Hi, i'm using "-w 40" which is the total de processors available on the server


(Oliver Hernández) #5

Hi, yes you're right, I realised that right after i posted the thread. Thank you. I'm investigating what can i get from that API.

Being 90.000 records per minute is a very good number but makes the situation weirder because what could be causing the slowness then?


(Christian Dahlqvist) #6

How are you observing the slowness?


(Oliver Hernández) #7

Well, what I see after I start logstash is that the date/time field in the log starts to fall behind the timestamp. After 10 minutes running, i get a whole minute delay.


(Christian Dahlqvist) #8

Is this by looking at the output to stdout? If this is the case, try writing to a file instead. As far as I recall, writing output to stdout is not very performant compared to many other outputs.


(Oliver Hernández) #9

Yes, correct


(Christian Dahlqvist) #10

I edited my post as you replied. As far as I recall writing to stdout is not very fast and could very well be what is slowing down processing.


(Oliver Hernández) #11

Hi, i installed elasticsearch and i'm sending everything to it.

output {
elasticsearch {
hosts => "localhost"
index => "stats"
}
}

i'm still seeing an increasing delay between the timestamp and the log date.


(Oliver Hernández) #12

Something tells me the problem is not fast enough reading of the file.

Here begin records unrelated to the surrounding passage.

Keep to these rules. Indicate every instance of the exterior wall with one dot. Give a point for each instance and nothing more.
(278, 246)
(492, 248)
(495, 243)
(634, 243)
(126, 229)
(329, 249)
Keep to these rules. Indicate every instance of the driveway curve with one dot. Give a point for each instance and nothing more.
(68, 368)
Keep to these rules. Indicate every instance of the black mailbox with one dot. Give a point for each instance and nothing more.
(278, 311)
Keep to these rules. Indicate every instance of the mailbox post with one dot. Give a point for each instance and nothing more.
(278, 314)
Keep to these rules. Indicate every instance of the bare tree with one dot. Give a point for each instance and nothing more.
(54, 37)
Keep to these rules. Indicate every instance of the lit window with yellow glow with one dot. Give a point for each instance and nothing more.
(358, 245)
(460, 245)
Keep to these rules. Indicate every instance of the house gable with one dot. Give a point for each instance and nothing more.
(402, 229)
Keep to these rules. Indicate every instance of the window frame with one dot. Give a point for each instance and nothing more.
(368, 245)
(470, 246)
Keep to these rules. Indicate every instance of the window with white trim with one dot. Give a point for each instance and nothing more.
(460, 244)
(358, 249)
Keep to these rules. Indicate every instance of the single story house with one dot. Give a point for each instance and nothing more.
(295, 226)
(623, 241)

Any advice to improve input and output?

Thanks


(Shota Ito) #13

Hi Oliver_Hernadez.

Although it is described that the CPU utilization is 5%, is it not 100% when looking at a single core?
Also, do software and hardware interrupts occur?
If you have the above trends,
It may be better to check RSS (Receive Side Scaling) and RFS (Receive Flow Steering)

One problem that load is concentrated too much on a single core is called TCP reordering problem.
This is because if the NIC does not support multiple queues (MSI-X or RSS)
The hardware interrupt from the NIC occurs because it is fixed to a single CPU.
The reason why hardware interrupt processing is fixed is that if multiple CPU interrupts are randomly applied, packets are processed in parallel,
This is because it is necessary to rearrange the packets when there is packet order guarantee like TCP, which may degrade performance.

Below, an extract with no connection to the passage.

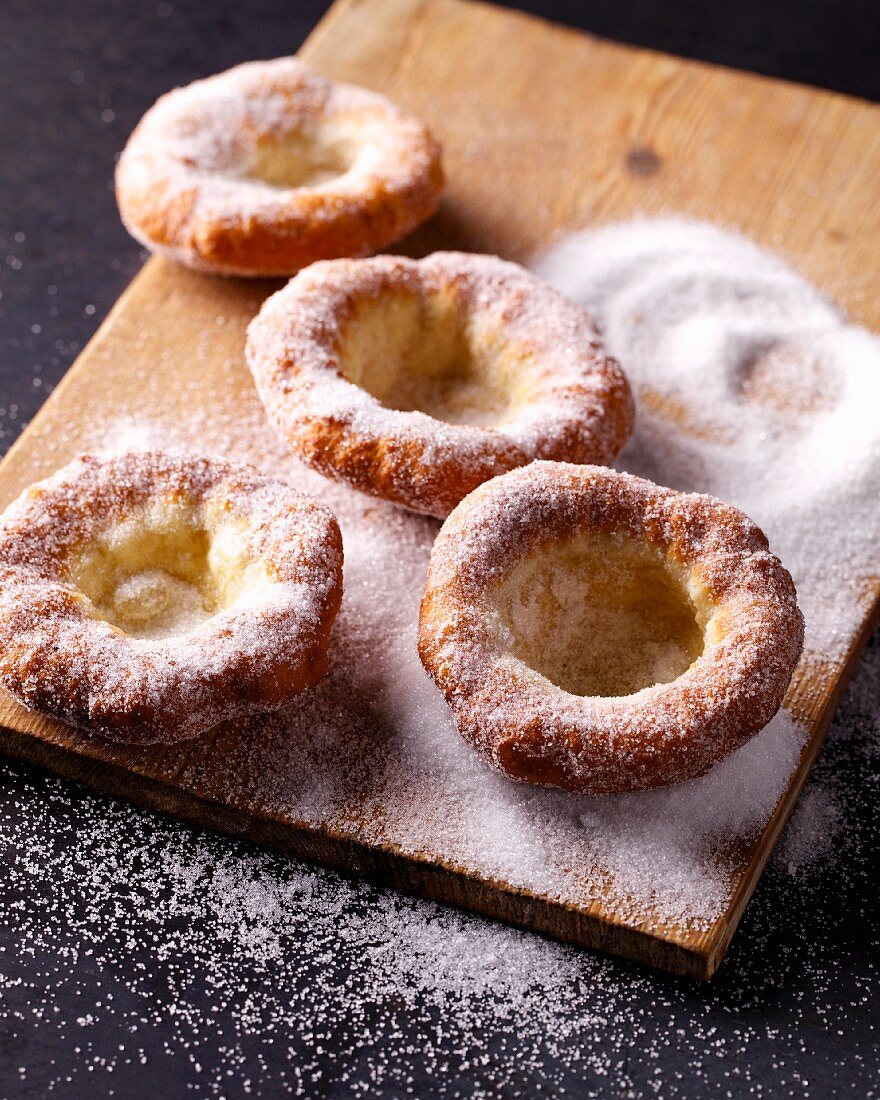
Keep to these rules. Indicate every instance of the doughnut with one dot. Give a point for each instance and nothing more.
(267, 167)
(594, 631)
(418, 380)
(149, 597)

On the Kernel side there is RFS as turning on RSS equivalent function.

# echo "f" > /sys/class/net/ethX/queues/rx-0/rps_cpus
# echo 4096 > /sys/class/net/ethX/queues/rx-0/rps_flow_cnt
# echo 32768 > /proc/sys/net/core/rps_sock_flow_entries

I hope to be helpful.


(Christian Dahlqvist) #14

It liiks like you now have a lot of pipeline workers but only a single output worker for Elasticsearch. You need to tune the pipeline as a whole. With this setup it is possible that Elasticsearch output is the bottleneck.


(system) #15

This topic was automatically closed 28 days after the last reply. New replies are no longer allowed.